The biggest selling engine in the UK market is the 3.0-litre V6 turbo diesel which Jaguar Land Rover buys in from a Ford and PSA powertrain joint venture. There’s a choice of outputs (211PS and 520Nm or 256PS and 600Nm) with CO2 emissions of 224g/km and 230g/km respectively. Both these engines mean a standard eight-speed ZF automatic gearbox but for markets where EU4 emissions regulations remain in force, a 245PS 3.0-litre with six-speed transmission is fitted.

If you don’t want diesel power, there’s a naturally aspirated 5.0-litre petrol V8 which produces 375PS with 510Nm torque, or a supercharged unit of the same capacity which delivers 510PS with 625Nm torque. CO2 emissions are 327g/km and 348g/km respectively.

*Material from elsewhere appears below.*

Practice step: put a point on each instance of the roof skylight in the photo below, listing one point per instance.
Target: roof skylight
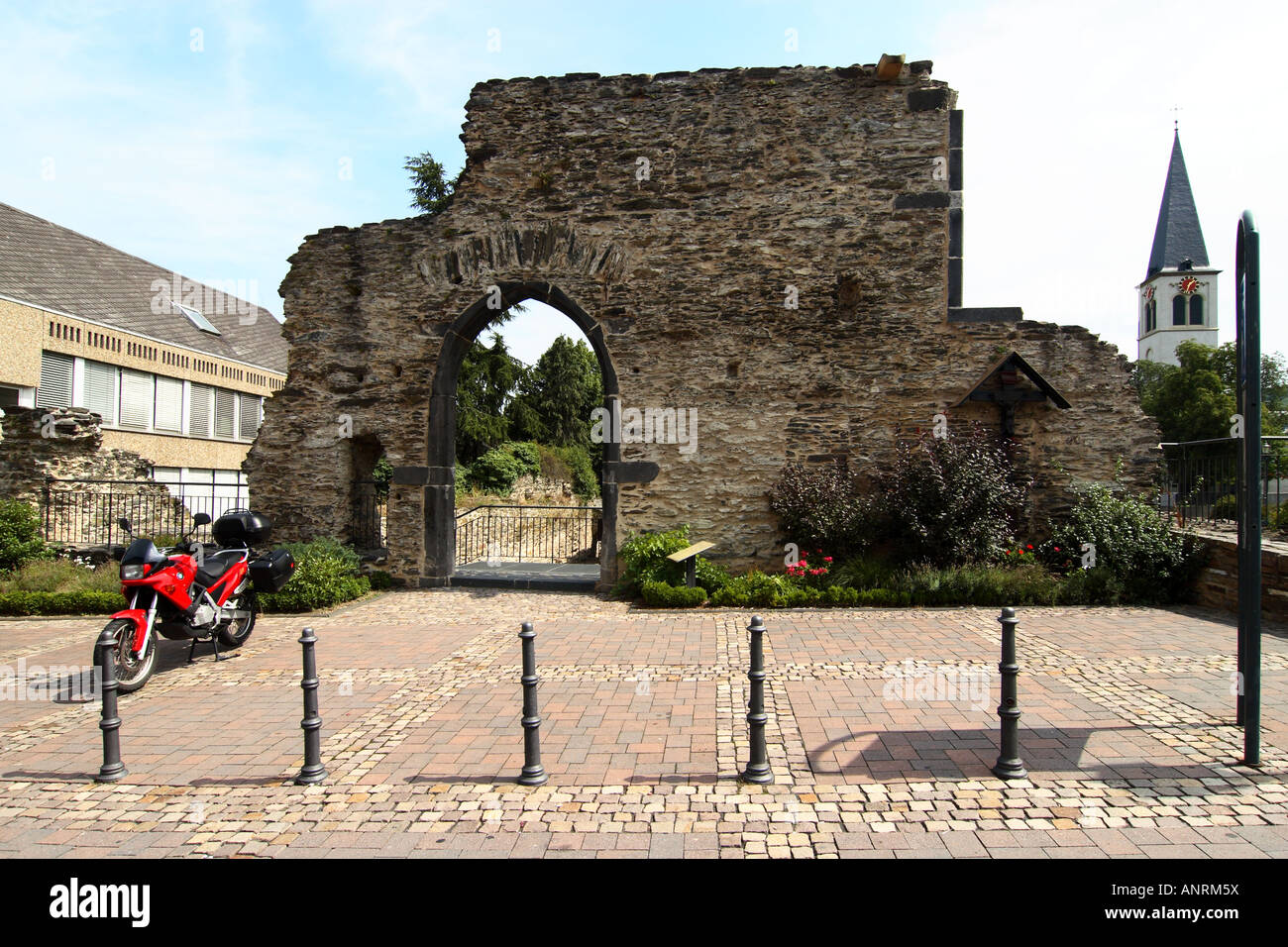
(196, 318)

Both petrol engines drive through a six-speed auto transmission, and gears are selected by the rotary gear shifter and steering wheel paddle shift.

So what’s next for the Range Rover Sport? The second generation model should share not just engines but also an aluminium architecture with the new Range Rover. That vehicle saw a weight saving of 400+kg over the previous generation model, so expect a similarly dramatic number from the next Sport.

Land Rover revealed a prototype Range Rover Sport plug-in diesel-electric hybrid at the Geneva motor show in March 2011, so we’ll likely see that powertrain in project L494, next year’s second generation model. The concept, which was called ‘Range_e’, was claimed to be able to travel 20 miles on electric power alone, with its batteries charged either from the mains or via the vehicle’s 3.0-litre V6 diesel engine. The same unit should also appear in the new Range Rover later in 2013.